43. Holding on The Clothes

804 190 17
                                    

Author POV

Pada akhirnya Wira lah yang dituntut pertanggungjawaban di sini. Padahal yang sudah berulah Delta. Tapi, siang ini di depan ruang IGD, dia lah yang secara spontan ditunjuk sebagai wali Ali saat ditanya oleh dokter yang menanganinya di dalam.

"Ada gangguan di pernapasannya," kata sang Dokter. Dengan dahi berkerut, seraya membaca notulensi dari suster yang mendampinginya.

Wira tak mengerti. "Gangguan gimana, Dok? Dia nggak punya riwayat asma."

"Masih dini," balas Dokter dengan pembawaannya yang tenang. "Kami merekomendasikan inhaler, mungkin bisa dipertimbangkan oleh pihak keluarganya."

Tiga pemuda yang ada di sana tak bisa berkata-kata saking tidak percayanya. Dokter ini bisa saja keliru, pikir mereka.

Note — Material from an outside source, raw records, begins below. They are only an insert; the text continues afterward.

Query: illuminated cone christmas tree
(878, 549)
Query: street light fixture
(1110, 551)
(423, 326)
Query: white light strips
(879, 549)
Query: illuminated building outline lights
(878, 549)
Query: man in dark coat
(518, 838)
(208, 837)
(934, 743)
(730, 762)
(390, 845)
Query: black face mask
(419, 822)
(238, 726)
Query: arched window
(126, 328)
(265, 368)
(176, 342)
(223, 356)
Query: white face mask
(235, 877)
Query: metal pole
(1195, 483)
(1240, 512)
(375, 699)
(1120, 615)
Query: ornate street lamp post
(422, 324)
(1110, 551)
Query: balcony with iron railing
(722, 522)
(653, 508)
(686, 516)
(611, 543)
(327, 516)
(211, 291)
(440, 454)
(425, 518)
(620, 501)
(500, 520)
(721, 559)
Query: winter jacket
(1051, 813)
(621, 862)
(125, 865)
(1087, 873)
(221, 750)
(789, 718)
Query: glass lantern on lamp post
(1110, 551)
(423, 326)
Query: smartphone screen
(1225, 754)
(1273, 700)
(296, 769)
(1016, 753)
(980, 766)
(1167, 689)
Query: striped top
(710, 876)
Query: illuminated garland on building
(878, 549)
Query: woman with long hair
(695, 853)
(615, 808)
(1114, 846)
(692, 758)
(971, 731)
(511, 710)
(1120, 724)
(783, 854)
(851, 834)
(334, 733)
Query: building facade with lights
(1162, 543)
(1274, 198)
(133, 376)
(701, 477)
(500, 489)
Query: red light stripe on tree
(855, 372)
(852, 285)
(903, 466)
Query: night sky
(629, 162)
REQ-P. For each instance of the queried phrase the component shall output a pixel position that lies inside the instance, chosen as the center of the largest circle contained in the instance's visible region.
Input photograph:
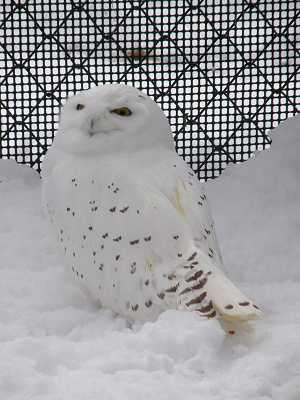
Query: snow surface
(56, 344)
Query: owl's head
(111, 118)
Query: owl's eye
(123, 111)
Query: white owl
(130, 216)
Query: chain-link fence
(224, 72)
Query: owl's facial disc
(111, 118)
(105, 124)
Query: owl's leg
(205, 289)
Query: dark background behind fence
(224, 72)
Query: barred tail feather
(209, 292)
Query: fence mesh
(224, 71)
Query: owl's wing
(201, 282)
(145, 227)
(175, 179)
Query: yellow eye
(123, 111)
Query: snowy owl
(130, 217)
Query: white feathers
(129, 215)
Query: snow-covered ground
(56, 345)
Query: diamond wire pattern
(225, 72)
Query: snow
(56, 344)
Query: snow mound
(55, 344)
(11, 171)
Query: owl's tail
(208, 291)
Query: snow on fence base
(225, 73)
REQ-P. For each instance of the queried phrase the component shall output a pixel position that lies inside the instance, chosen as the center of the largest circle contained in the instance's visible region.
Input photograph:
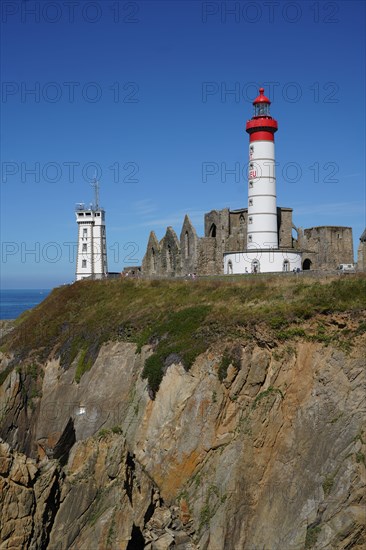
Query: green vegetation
(103, 433)
(178, 340)
(4, 374)
(312, 536)
(179, 319)
(230, 357)
(360, 458)
(117, 430)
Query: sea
(14, 302)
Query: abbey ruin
(324, 247)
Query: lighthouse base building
(265, 261)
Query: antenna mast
(95, 184)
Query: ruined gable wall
(330, 246)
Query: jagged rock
(163, 543)
(271, 460)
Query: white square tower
(91, 261)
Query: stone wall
(326, 247)
(323, 247)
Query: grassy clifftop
(179, 317)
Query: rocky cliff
(260, 444)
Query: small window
(255, 266)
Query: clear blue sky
(142, 88)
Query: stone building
(225, 230)
(326, 247)
(361, 253)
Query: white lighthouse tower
(91, 259)
(262, 253)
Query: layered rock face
(267, 452)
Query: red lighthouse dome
(262, 126)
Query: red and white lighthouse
(262, 204)
(262, 253)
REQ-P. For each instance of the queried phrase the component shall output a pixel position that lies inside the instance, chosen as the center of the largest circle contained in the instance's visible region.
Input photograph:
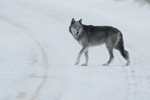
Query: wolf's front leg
(84, 49)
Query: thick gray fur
(89, 36)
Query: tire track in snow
(43, 52)
(137, 73)
(130, 78)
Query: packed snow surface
(37, 52)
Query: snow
(37, 52)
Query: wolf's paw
(76, 63)
(105, 64)
(84, 65)
(128, 63)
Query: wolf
(90, 35)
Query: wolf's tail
(123, 52)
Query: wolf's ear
(80, 21)
(72, 21)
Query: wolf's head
(76, 28)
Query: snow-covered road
(37, 52)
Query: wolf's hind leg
(84, 49)
(109, 47)
(110, 59)
(86, 58)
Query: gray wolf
(89, 36)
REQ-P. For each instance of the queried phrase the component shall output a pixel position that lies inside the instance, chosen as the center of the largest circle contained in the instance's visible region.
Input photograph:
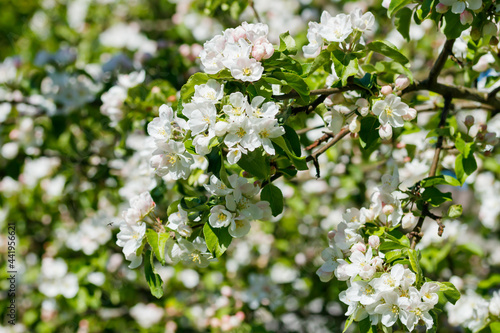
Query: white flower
(217, 187)
(390, 111)
(201, 116)
(335, 29)
(212, 91)
(242, 132)
(234, 154)
(362, 22)
(220, 217)
(239, 227)
(389, 281)
(172, 158)
(363, 292)
(130, 237)
(266, 130)
(458, 6)
(313, 49)
(244, 69)
(390, 309)
(428, 292)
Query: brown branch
(319, 141)
(441, 60)
(343, 132)
(416, 235)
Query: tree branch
(441, 60)
(416, 235)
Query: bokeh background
(73, 152)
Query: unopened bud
(466, 18)
(491, 138)
(355, 125)
(184, 230)
(388, 209)
(385, 132)
(361, 247)
(469, 121)
(490, 29)
(402, 82)
(410, 114)
(475, 34)
(374, 241)
(441, 9)
(409, 221)
(386, 90)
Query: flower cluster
(212, 119)
(240, 50)
(133, 228)
(377, 289)
(336, 29)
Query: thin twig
(416, 235)
(343, 132)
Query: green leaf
(368, 134)
(415, 266)
(255, 163)
(389, 50)
(452, 27)
(157, 242)
(293, 140)
(299, 162)
(435, 197)
(273, 195)
(187, 89)
(495, 327)
(295, 82)
(396, 5)
(449, 290)
(154, 280)
(439, 180)
(455, 211)
(402, 22)
(217, 239)
(287, 44)
(348, 323)
(365, 326)
(324, 58)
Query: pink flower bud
(226, 291)
(402, 82)
(361, 247)
(386, 90)
(185, 50)
(466, 17)
(388, 209)
(374, 241)
(410, 114)
(409, 221)
(491, 138)
(385, 132)
(184, 230)
(469, 121)
(441, 9)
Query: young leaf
(388, 50)
(157, 242)
(217, 239)
(154, 280)
(402, 22)
(450, 291)
(255, 163)
(395, 5)
(273, 195)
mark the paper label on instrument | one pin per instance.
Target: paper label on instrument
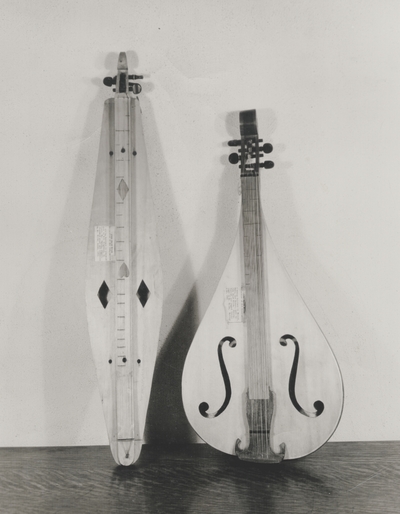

"Semuanya akan baik-baik saja kalau orang-orang di sekitarnya pintar menjaga emosinya. Benahi gaya hidup jadi yang lebih sehat... selain itu, untuk sementara ini kami hanya bisa menyampaikan kalau pasien kelelahan, stress berat dan depresi. Kalau boleh kami tau, apa kegiatan pasien sehari-hari?" lanjut Dokter itu bertanya.

"Kuliah," jawab Wira.

Dokter itu mengangguk paham. "Mungkin bisa mengambil izin atau cuti sementara untuk istirahat dan konsultasi kejiwaan."

"Temen saya nggak gila, Dok!" Delta menyuarakan protes tidak terima.

"Kami melihat beberapa gejala saat pasien kehilangan anestesi. Dia sempat meracau, tertawa, menangis, juga mengalami serangan panik," katanya.

"Nggak mungkin lah, Dokter," protes Delta, seraya tersulut emosi. Padahal itu jobdesk Fitra, tapi sekarang Fitra yang justru menenangkannya.

"Hanya konsultasi biasa. Begini, nanti setelah semua hasil lab-nya keluar, kita bicarakan lagi, ya?" ujar Dokter sebelum berpamitan pergi.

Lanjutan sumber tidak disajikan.